To apply the test, first it is shown and explained to users running prototype. They were then asked to do the test. And finally users answered a questionnaire usability and effectiveness.

Figure 2 shows the problems with the GUI components detected by the users. It can seen that the prototype have minors errors in the GUI design for older adults. 21 users had no problems in using the prototype. Three users have problems with the directions and one user have problem with de size of letter o size of button.
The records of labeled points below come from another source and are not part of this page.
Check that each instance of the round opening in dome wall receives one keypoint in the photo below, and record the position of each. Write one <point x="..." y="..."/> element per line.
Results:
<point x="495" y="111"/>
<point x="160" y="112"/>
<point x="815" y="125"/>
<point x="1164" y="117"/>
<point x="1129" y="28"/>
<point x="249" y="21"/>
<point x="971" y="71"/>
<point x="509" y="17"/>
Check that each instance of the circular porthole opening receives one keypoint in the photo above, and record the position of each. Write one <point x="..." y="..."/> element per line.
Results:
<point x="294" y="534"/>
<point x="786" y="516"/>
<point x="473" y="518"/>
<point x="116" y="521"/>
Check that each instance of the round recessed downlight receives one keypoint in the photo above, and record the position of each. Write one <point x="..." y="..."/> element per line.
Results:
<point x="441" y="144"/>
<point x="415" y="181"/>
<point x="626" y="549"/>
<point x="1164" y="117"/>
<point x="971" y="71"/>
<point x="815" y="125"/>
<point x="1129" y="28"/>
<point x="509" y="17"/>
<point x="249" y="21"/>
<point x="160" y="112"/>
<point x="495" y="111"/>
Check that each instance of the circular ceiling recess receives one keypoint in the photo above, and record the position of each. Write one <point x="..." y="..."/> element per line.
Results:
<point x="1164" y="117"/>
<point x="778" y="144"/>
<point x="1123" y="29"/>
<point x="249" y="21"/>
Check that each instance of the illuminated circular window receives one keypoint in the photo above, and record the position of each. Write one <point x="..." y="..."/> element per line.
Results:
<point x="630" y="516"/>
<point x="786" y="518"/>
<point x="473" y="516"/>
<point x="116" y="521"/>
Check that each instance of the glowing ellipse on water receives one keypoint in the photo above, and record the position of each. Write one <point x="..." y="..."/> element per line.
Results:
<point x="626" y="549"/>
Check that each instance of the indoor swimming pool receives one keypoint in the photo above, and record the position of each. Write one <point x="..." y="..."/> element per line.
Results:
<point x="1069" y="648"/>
Figure 3 shows the modality that was easier to use. It can be seen that the Audition-Voice and Vision-Voice were more acceptance. The Audition-Haptic mode had little acceptance and Haptic-Vision modality had no acceptance. This graph was obtained by asking users which modality they preferred. The modality more acceptable to the user is the voice.

5 Conclusion

In this paper we have presented the prototype test Luria learning 10 words. We have focused more on the effectiveness of the interface, rather than on the effectiveness of the test. However, this helps us to trust the results of effectiveness of the test in future work.

We can see that for healthy older adults who can read and write, there is no problem in using the modalities. However, we note that older adults prefer to use the modality of voice instead of the haptic modality. Ninety-five percent of user of our sample have the basic education level, making it possible for spelling problems that had caused rejection of the haptic modality.

Eventhough only three users had experience using tablets, \(100\,\%\) of users were able to complete the tasks of the prototype. Older adults without mental illness, as is most of the sample used in this work, not present reluctance to use technology. We attribute this largely to the use of the tablet and design guidelines for older adults who use the prototype. Our experiment shows the sizes of buttons and letters were adequate. This was no reason for users will use the haptic mode. But older adults prefer to use the voice mode [26].